Descriptions:
Dylan Davis documents four AI capabilities that have recently crossed from unreliable to production-ready, using a concrete construction industry project as the primary reference point. Six months ago, extracting structured data from complex manufacturer PDFs — containing handwriting, irregular tables, and embedded images — required five weeks of engineering work and six different AI models to reach 99% accuracy.

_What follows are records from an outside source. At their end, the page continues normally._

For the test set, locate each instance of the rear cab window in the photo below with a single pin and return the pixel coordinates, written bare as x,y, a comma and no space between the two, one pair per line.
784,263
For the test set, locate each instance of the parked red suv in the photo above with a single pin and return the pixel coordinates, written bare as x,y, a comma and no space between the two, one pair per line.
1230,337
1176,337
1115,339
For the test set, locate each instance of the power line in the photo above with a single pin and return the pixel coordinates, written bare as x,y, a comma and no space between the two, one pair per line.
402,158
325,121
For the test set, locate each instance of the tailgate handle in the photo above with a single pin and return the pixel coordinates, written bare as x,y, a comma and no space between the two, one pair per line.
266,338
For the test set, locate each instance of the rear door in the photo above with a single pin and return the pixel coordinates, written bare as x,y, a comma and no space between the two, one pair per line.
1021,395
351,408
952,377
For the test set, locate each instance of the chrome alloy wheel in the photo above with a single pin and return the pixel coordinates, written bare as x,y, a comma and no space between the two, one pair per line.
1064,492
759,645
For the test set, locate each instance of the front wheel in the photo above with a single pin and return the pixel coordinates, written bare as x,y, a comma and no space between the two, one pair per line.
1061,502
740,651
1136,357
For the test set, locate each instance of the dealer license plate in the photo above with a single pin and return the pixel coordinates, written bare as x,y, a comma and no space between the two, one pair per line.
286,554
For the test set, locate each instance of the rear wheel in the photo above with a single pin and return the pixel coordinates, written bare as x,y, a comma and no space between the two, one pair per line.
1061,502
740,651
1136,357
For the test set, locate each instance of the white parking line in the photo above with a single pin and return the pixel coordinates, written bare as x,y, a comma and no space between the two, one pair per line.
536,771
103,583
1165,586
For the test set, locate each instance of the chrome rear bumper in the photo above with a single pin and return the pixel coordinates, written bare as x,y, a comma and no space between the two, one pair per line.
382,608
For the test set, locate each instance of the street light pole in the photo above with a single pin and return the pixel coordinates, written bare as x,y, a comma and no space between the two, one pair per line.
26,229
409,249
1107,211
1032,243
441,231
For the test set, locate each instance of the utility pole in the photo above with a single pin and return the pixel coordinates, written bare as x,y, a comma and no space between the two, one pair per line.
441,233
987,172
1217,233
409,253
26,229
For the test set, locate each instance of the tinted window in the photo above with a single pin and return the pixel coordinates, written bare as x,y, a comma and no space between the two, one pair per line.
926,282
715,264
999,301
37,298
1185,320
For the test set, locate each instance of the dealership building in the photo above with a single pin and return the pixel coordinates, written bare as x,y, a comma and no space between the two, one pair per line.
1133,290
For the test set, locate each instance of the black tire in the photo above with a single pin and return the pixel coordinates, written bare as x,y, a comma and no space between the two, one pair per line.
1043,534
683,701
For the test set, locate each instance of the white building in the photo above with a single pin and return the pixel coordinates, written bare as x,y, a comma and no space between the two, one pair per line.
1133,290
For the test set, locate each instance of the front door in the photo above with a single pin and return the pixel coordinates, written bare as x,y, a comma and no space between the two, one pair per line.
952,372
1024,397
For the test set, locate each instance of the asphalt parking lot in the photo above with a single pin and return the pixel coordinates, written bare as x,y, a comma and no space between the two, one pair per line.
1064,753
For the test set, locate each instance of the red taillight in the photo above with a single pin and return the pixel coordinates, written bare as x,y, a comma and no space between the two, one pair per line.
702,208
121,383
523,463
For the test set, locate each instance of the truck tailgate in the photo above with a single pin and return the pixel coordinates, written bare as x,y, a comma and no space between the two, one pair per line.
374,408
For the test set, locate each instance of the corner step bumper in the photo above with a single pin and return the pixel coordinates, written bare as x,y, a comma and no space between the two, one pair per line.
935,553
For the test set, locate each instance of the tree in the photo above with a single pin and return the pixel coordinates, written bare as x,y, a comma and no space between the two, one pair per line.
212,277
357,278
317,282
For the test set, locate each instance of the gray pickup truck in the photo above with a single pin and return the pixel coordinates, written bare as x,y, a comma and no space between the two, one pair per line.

Running the same task against Gemini 2.0 Flash with a basic prompt produced perfect output on the first attempt.
Three additional capabilities are covered with before/after comparisons: image consistency (placing a product in a specific person’s hand with accurate facial features and clothing details, demonstrated using Nanobanana versus Nanobanana Pro), handwriting extraction (accuracy climbing from roughly 60% to near 100% with Gemini 2.0 Pro, which now understands character relationships and spatial layout rather than just isolated characters), and general multimodal document understanding across complex layouts.
Davis also introduces a systematic method for tracking capability improvements: an “AI wish list” — a maintained backlog of previously failed use cases that gets periodically retested as new models ship. He distinguishes between genuinely unsupported capabilities and cases where poor prompting is the real bottleneck, arguing that prompt quality, context specificity, and clear expectations must all be in place before concluding a model cannot perform a given task.